Cellular Reprogramming Improves Heart Regeneration Following Heart Attack 

To test whether cellular reprogramming can regenerate the heart, the Chinese Academy researchers used a heart attack mouse model. During a heart attack, CMs lose oxygen and many die. In turn, the damaged area is usually replaced by scar tissue instead of new heart muscle tissue. However, if the CMs could divide and replace the dead CMs, they might be able to regenerate the heart muscle tissue and reduce scar tissue. 
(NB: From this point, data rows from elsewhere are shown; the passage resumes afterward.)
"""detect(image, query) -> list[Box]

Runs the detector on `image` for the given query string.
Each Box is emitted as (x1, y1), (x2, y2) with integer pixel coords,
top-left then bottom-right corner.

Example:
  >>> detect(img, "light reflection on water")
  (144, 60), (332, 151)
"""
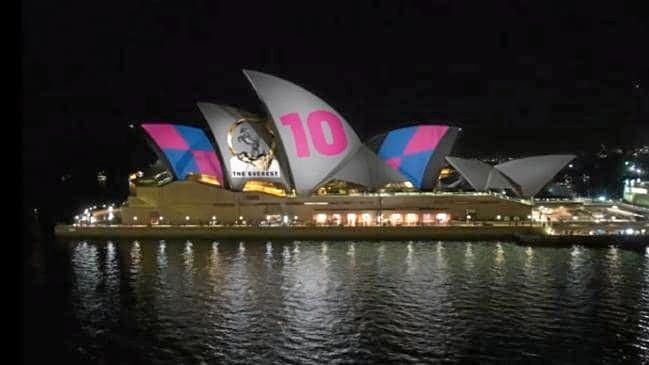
(68, 241), (649, 363)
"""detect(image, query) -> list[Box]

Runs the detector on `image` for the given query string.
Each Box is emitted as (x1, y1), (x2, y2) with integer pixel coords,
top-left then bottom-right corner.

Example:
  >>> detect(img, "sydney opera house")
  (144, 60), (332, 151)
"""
(107, 70), (574, 226)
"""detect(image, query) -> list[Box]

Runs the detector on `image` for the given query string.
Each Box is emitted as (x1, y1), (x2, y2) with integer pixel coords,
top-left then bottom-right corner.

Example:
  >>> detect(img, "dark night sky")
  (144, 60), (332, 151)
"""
(21, 0), (649, 219)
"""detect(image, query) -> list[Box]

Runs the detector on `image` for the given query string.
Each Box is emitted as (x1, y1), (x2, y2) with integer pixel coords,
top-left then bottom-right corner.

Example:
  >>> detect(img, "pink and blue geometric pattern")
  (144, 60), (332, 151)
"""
(142, 123), (223, 185)
(378, 125), (448, 188)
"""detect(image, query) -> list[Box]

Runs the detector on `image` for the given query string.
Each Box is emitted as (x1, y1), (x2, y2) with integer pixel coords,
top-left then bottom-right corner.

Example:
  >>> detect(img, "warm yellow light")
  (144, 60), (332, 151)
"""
(186, 173), (221, 186)
(406, 213), (419, 224)
(315, 213), (327, 224)
(347, 213), (356, 226)
(243, 180), (286, 196)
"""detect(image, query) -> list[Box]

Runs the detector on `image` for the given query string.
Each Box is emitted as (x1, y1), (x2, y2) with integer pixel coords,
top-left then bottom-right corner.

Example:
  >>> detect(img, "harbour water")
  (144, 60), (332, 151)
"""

To trigger a heart attack in adult mice, the researchers temporarily blocked the coronary artery, which is the main artery supplying blood to the heart. Following the heart attack, the researchers administered the OSK gene therapy. Strikingly, while the blood-pumping function of the heart was diminished from the injury, it was improved by cellular reprogramming. Namely, the OSK gene therapy led to an increase in the volume of blood pumped by the most muscular chamber of the heart, the left ventricle. 

Crucially, the researchers found that the OSK gene therapy reduced heart scarring. The cellular reprogramming therapy also increased the number of proliferating cells near the site of damage, suggesting that the OSK gene therapy regenerates heart tissue. Based on these findings, the authors of the study conclude that cellular reprogramming promotes CM proliferation, heart muscle tissue regeneration, and functional recovery following a heart attack. 

Testing Partial Cellular Reprogramming in Humans 

According to Harvard Medical School, rising heart attack survival rates have increased the proportion of individuals with scarred and damaged hearts, contributing to an increase in heart failure. Heart attack survivors suffer from irregular heartbeats, fatigue, chest pain, reduced physical capacity, anxiety, and depression. It follows that regenerating the heart after a heart attack could lower the incidence of these adverse effects. 

Whether cellular reprogramming gene therapy can alleviate heart attack-induced heart damage and scarring in humans remains to be tested. The FDA (Federal Drug Administration) recently approved the first human trial for testing partial cellular reprogramming gene therapy on the retina. If this trial is successful, it may open the door for testing partial cellular reprogramming gene therapy on heart attack survivors.